Chemin de croix de l’aumônerie militaire:Les forces de défense et de sécurité exhortées au courage et à la résilience

A l’instar des fidèles chrétiens catholiques du monde ont pris le part à la souffrance du Christ Sauveur par le chemin de croix organisé ce vendredi 3 avril 2025, marquant la fin du carême chrétien, les fidèles de l’aumônerie militaire de Côte d’Ivoire ont effectué ledit chemin de croix à Abidjan.

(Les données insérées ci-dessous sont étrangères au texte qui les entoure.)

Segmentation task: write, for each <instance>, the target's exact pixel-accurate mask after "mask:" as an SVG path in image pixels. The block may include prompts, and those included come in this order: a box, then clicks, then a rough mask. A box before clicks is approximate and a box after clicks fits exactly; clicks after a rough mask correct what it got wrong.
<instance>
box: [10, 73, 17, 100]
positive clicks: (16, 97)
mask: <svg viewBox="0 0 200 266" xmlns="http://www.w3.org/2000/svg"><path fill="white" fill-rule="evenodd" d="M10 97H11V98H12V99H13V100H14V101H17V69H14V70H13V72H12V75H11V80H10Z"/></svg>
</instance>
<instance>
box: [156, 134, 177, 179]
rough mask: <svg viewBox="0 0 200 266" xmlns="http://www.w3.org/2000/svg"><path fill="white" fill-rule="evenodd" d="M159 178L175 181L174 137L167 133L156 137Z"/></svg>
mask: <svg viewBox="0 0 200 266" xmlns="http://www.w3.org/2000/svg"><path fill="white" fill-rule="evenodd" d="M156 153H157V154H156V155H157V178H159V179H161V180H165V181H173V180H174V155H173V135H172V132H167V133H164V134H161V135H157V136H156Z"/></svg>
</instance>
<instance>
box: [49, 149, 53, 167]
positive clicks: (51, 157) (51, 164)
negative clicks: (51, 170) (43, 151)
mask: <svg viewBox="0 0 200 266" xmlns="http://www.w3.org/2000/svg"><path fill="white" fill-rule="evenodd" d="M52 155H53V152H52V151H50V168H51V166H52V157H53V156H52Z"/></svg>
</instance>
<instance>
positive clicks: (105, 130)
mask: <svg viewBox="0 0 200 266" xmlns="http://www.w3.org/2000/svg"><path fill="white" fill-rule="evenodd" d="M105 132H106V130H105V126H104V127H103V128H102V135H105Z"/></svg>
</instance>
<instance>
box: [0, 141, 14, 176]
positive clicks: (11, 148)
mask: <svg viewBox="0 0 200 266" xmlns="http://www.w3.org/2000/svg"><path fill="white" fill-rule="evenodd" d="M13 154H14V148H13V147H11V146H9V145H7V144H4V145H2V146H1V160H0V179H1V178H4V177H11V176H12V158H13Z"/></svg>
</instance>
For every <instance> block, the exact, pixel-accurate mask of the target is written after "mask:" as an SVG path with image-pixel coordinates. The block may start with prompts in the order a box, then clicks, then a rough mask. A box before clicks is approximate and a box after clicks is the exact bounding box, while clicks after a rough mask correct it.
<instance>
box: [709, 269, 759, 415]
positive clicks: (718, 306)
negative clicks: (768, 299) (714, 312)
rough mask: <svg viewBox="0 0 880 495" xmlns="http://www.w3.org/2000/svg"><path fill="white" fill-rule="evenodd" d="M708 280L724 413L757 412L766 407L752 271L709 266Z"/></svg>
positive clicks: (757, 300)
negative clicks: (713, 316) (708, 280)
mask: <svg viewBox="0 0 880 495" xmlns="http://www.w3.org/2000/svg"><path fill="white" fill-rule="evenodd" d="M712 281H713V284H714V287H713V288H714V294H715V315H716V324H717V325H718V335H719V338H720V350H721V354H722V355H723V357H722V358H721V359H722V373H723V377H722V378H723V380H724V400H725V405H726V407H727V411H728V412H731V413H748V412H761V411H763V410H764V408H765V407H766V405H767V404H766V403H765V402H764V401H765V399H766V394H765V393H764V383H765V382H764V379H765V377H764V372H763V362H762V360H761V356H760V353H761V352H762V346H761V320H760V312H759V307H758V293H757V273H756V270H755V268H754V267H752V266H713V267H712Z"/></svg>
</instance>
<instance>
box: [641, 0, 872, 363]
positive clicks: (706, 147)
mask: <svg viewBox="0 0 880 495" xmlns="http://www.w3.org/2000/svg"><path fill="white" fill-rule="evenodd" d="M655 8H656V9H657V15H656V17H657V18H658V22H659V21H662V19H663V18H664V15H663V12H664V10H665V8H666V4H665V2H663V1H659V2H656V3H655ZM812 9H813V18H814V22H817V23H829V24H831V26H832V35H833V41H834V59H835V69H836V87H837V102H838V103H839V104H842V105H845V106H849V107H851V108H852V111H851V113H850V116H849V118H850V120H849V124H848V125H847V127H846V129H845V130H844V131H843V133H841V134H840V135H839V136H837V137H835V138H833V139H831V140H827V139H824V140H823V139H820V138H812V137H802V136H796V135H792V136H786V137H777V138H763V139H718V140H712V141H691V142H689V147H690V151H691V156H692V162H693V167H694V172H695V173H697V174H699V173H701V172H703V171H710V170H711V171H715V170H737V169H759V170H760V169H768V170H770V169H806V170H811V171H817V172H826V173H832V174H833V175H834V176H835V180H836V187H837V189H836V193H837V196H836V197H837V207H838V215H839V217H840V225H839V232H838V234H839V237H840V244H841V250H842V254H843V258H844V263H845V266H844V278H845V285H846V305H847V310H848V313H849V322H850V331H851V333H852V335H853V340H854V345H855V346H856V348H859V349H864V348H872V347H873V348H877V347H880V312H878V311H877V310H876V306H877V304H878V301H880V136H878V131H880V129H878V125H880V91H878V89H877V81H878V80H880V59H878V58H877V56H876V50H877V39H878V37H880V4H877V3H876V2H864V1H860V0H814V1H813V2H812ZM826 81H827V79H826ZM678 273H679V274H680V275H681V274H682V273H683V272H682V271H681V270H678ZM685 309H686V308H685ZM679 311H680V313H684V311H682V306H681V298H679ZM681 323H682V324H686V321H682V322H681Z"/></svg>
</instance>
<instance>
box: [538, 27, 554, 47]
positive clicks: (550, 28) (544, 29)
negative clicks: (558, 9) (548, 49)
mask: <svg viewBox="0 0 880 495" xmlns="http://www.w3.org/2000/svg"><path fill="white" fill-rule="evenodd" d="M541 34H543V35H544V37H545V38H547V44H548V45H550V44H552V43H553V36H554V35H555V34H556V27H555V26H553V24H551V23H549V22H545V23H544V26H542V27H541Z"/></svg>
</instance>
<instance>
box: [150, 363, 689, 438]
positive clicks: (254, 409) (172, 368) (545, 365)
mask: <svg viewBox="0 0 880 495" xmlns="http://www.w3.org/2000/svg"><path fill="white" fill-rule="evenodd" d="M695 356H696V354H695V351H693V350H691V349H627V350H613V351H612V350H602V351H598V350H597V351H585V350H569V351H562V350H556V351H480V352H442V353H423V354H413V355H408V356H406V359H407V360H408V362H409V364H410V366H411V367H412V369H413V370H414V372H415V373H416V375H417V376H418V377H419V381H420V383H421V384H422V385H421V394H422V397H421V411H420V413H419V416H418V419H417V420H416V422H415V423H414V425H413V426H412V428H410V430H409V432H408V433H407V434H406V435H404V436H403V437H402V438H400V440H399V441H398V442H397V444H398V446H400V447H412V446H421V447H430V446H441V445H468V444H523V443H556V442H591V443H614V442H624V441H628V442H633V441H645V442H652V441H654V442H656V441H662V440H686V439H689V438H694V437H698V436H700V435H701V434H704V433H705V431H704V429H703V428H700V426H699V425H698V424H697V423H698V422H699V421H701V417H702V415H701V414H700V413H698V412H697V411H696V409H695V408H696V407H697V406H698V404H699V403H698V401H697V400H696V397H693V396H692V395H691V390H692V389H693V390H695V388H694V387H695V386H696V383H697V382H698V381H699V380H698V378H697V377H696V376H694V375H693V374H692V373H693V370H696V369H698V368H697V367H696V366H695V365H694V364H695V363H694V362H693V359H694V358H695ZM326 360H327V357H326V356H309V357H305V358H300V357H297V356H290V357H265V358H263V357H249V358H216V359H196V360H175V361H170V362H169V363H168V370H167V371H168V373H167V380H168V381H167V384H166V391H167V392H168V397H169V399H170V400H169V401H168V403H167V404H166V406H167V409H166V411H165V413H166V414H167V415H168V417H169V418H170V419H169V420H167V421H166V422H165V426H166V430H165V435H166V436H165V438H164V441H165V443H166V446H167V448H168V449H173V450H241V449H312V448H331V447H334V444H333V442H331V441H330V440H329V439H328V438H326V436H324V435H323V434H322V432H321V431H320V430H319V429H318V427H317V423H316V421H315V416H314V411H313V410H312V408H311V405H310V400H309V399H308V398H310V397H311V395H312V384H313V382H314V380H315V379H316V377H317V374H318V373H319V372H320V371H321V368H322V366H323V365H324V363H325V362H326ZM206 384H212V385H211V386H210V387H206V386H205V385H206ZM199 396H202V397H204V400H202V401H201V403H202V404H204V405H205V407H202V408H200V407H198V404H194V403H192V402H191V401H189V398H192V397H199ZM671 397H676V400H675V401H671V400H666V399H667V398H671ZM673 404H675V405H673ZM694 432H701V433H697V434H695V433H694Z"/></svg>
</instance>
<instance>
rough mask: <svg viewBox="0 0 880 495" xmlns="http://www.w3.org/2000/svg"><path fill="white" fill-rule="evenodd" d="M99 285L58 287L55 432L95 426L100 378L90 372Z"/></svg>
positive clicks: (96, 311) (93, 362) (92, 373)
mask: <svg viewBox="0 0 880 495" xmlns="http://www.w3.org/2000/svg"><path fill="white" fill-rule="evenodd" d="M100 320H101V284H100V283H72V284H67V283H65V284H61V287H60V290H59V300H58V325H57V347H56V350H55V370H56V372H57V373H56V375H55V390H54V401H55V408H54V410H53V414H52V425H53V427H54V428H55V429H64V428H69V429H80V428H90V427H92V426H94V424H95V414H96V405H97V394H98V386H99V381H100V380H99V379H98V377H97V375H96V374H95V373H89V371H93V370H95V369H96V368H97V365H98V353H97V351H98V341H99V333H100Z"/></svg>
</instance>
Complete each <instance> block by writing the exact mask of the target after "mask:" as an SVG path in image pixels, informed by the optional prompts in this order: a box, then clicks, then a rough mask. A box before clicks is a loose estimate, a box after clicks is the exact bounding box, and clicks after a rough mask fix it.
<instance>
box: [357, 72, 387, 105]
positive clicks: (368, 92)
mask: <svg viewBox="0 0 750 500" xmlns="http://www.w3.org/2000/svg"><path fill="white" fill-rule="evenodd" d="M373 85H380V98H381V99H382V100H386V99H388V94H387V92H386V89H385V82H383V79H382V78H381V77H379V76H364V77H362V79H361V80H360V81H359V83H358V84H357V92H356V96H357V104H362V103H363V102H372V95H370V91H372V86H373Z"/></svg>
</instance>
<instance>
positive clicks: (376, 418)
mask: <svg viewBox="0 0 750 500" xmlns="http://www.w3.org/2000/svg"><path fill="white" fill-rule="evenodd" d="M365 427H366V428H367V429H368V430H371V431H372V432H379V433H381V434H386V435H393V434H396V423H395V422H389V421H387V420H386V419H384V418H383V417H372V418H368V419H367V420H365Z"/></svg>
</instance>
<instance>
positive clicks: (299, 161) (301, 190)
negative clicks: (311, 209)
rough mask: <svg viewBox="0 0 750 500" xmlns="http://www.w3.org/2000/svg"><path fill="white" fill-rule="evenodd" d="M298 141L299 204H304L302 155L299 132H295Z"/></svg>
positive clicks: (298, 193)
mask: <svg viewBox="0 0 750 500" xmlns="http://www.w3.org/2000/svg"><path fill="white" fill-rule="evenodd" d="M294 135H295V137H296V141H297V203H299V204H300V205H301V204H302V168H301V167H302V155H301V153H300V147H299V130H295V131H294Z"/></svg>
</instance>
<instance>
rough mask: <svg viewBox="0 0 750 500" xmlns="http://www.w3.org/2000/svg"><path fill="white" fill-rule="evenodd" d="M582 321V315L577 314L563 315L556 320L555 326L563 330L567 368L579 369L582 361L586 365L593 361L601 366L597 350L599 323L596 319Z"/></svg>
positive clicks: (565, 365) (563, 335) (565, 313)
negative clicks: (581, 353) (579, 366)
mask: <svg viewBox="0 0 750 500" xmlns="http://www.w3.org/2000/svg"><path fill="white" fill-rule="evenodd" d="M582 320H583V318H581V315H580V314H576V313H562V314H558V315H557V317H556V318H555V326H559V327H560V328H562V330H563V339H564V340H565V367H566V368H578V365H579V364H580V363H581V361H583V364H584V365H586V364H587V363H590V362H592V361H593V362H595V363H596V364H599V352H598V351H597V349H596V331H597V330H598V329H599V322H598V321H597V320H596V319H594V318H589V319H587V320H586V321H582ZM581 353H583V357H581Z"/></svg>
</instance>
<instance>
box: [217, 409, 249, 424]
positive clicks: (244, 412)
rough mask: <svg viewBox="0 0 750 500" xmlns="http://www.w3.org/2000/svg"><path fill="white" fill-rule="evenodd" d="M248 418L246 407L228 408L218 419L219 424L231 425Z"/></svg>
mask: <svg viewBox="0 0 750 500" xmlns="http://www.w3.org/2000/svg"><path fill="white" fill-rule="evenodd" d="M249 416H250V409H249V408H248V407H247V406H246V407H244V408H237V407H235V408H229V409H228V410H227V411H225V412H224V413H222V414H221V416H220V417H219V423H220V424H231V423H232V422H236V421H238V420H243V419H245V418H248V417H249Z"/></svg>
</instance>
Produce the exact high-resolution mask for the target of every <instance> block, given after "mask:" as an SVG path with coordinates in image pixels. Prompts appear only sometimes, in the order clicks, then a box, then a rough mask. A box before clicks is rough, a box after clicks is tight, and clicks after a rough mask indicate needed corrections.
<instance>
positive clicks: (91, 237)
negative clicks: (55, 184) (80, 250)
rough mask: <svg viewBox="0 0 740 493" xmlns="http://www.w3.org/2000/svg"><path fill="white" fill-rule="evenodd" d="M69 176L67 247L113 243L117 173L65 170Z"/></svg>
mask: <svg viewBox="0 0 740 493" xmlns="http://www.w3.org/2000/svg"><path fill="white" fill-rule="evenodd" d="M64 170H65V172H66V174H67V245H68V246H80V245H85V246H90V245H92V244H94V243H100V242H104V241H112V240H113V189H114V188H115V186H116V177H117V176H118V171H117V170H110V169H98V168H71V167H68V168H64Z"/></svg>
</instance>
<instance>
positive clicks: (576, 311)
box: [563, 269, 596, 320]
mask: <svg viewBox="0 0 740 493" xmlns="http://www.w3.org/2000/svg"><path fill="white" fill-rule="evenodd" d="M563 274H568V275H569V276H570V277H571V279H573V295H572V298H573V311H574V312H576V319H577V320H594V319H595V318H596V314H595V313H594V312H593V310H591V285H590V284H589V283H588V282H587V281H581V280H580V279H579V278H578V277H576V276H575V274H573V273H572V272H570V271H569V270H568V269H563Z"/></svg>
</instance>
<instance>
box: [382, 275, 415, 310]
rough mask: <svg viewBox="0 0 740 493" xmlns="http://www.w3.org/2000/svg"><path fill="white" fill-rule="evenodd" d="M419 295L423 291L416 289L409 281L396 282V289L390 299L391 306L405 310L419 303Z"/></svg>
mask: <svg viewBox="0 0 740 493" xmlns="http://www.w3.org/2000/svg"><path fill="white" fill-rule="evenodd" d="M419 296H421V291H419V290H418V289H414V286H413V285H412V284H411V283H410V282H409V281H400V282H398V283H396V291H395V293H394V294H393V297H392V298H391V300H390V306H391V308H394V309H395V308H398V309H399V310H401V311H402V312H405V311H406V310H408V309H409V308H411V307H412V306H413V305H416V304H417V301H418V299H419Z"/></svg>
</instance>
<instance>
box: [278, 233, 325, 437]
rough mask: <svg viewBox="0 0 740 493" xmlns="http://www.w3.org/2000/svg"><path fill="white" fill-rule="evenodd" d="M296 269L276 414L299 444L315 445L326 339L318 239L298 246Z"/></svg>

Parti du lycée classique de Cocody, à Abidjan pour s’achever à l’école de gendarmerie d’Abidjan. Le père célébrant, Norbert Koné, curé du diocèse de Katiola et aumônier militaire, a exhorté les forces de défense et de sécurité dans toute leur composante au courage, à la résilience et à l’abnégation. L’homme de Dieu a indiqué que tout comme Jésus Christ, par amour pour l’humanité a fait preuve de courage, d’abnégation pour accepter la souffrance au profit des hommes, ainsi le militaire consacre sa vie pour protéger et sauver la vie de ses concitoyens. Fort de cela, il estime que ceux-ci se doivent de porter leur croix avec courage. « Si Dieu ne nous protège pas, nous ne pouvons pas protéger notre pays. Ainsi, prier avec eux, c’est confier leur mission au Seigneur, mais aussi leur rappeler qu’ils sont responsables les uns des autres, à l’image de Dieu qui veille sur chacun de nous », a-t-il déclaré. Le père Koné s’est satisfait de la forte mobilisation des soldats pour prendre part à ce moment spirituel qui densifie la foi du chrétien afin de solidifier sa marche avec le Seigneur Jésus Christ. « Ils sont tous engagés pour la protection de notre pays, chacun à son niveau. Mais il est essentiel, à un moment donné, de se retrouver pour prier ensemble, car nous poursuivons un même objectif : protéger notre nation », a-t-il ajouté.

Le curédu diocèse de Katiola est revenu sur l’importance de ce chemin de croix pour le fidèle chrétien de manière générale et spécifiquement pour le catholique. À le suivre cela marque l’aboutissement d’une longue période de privation, de pénitence par lequel le chrétien meurt et retrouve la vie au même moment que son Seigneur et Sauveur, le Christ Jésus. «
Le chemin de croix intervient à l’issue des 40 jours de jeûne du Carême, et trouve son point culminant le Vendredi saint. C’est un moment spirituel fort, marqué par une démarche particulière. Aujourd’hui, toutes les forces de notre pays sont réunies. En tant qu’aumônier militaire, notre rôle est de prier, d’accompagner et de guider les fidèles engagés dans les armées. Après avoir vécu les 40 jours de Carême, nous avons souhaité qu’ils puissent vivre ensemble ce chemin de croix », a-t-il dit.
Le général de brigade, Camara Kinanya Alain, commandant de l’école de gendarmerie d’Abidjan a pris part à ce chemin de croix. À la tête des marcheurs depuis le lycée classique, l’officier général a prié avec ses éléments et collègues, dont le général de brigade, Dago Wakoubo Théodore, commandant le Groupement de renseignement et des unités de réserves de la Gendarmerie nationale, à chacune des stations du chemin de croix.


Le colonel-major, Dembélé Bassaro, commandant la Garde républicaine (Gr), le colonel Koffy Pierre Yves, commandant la division organisation emploi, le commissaire divisionnaire de police, Coulibaly Bernard, commandant adjoint de l’école de police d’Abidjan et plusieurs officiers supérieurs des Forces armées de Côte d’Ivoire (Faci), étaient parties au chemin de croix édition 2026.
Les 10, 11, 12, 13 et 14e station qui se sont déroulées au sein de l’école de gendarmerie ont été marquées par la crucifixion du Christ Jésus, le déchirement du voile du temple ainsi que la remise de la dépouille de Jésus à sa mère, la Sainte Vierge Marie.